Conclusions: A proportion of admitted pediatric trauma patients exceeded their CMS-predicted LOS, influencing hospital reimbursement. Our study identifies factors associated with excessive LOS related to patient demographics, trauma etiologies, and inpatient courses. These factors, particularly concerning patient care, should be considered to improve LOS predictions and to reduce actual LOS.
背景:医疗保险和医疗补助服务中心(CMS)计算特定诊断相关群体的预计住院时间(LOS),并将其与报销联系起来。损伤严重程度评分(ISS)和非意外创伤(NAT)的存在与儿科创伤患者住院时间较长有关。在何种程度上这些和其他因素在儿童创伤患者影响cms预测的LOS是未知的。本研究的目的是确定我们的病人的因素,其中实践改变可能会降低LOS。方法:回顾性分析2018年1月至2020年12月在我市学术一级创伤中心收治的1005例符合纳入标准的儿童创伤患者。对患者资料进行分析,P < 0.05。结果:共有177例(17.6%)患者超过了cms预测的LOS。这些患者的ICU入院率更高(56.1%比13.8%,P = 0.000),确诊的nat(11.6%比3.3%,P = 0.000),儿童保护服务参与(33.1%比21.3%,P = 0.001),插管(36.0%比5.4%,P = 0.000),呼吸机天数(3.66比0.23,P = 0.000)。输血(26.7% vs 3.0%, P = 0.000)和住院康复出院(21.5% vs 1.6%, P = 0.000)。他们表现出更高的ISS (16.0 vs 7.0; P = 0.000)。与过度LOS相关的病因包括机动车碰撞(22.1%对12.9%,P = 0.001)、机动车对行人(10.5%对6.5%,P = 0.032)和疑似虐待(14%对5.1%,P = 0.000)。过度LOS患者发生脑损伤(48.8% vs 21.3%, P = 0.000)和内脏器官损伤(22.7% vs 6.9%, P = 0.000)的可能性更高。他们有更多的影像学检查(2.01 vs 1.51; P = .000),包括更多的CT (68.6% vs 49.3%), MRI (22.7% vs 6.8%)和超声(37.2% vs 22.6%)使用。超过LOS的患者手术次数较多(1.2 vs 0.6, P = .000),从入院到手术室的时间较长(1.92 vs 0.76天,P = .001),手术时间较长(113.1 vs 40.0分钟,P = .000)。
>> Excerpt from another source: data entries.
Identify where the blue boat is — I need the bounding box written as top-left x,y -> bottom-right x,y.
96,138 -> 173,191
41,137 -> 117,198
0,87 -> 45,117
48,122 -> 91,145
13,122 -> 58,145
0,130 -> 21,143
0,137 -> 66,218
他们更频繁地需要普通外科(5.8%对2.1%)、神经外科(16.9%对1.6%)或多个外科团队(15.1%对3.7%)的干预。其他外科专科的干预率较低。结论:住院儿童创伤患者的比例超过了cms预测的LOS,影响了医院报销。我们的研究确定了与患者人口统计学、创伤病因和住院病程相关的过度LOS相关因素。应该考虑这些因素,特别是与患者护理有关的因素,以改善LOS预测并减少实际LOS。
期刊介绍:
Clinical Pediatrics (CLP) a peer-reviewed monthly journal, is a must read for the busy pediatrician. CLP contains state-of-the-art, accurate, concise and down-to earth information on practical, everyday child care topics whether they are clinical, scientific, behavioral, educational, or ethical.